On this page, variables can be removed from either space or even moved between them. A Coordinate function can be selected from the input functions. There are also two additional inputs for groupings or flags as well as a label.

#### Groupings
In this input you can select variables passed to pandemonium in the `group=` input, as well as any variables removed from space 1 or space 2 by deleting them in their inputs. Variables that were automatically removed from the two spaces for being non-numeric can also be selected. This is designed for categorical data so that it can be compared to clustering results.

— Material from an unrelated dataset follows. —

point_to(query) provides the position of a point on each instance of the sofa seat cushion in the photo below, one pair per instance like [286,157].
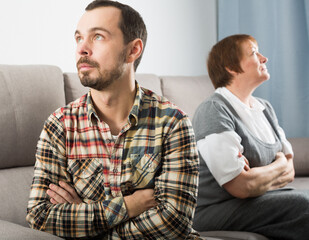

The selected variable(s) will be converted into a single factor with `interaction()`.

#### Label

In this input you can select the label passed to pandemonium in the `label=` input, as well as the same removed variables from above. This input is designed to give a unique label for each point so row numbers or unique IDs are recommended.

#### Moving Variables

One of the key features of the data input page is the ability to move variables across spaces after loading the application.
This feature can have some unexpected effects on the covariance matrix and reference point if provided. Removing a variable from a space will slice out the corresponding entries from the covariance matrix and reference point. Adding variables to a space will cause the covariance matrix and reference point to be recalculated, `cov()` is used for the covariance matrix and `colMeans()` for the reference point. If the provided covariance matrix is an inverse covariance matrix it is first inverted using `solve()` before slicing. In some cases this may behave unexpectedly and altering variables may be better done by relaunching pandemonium with the correctly filtered data.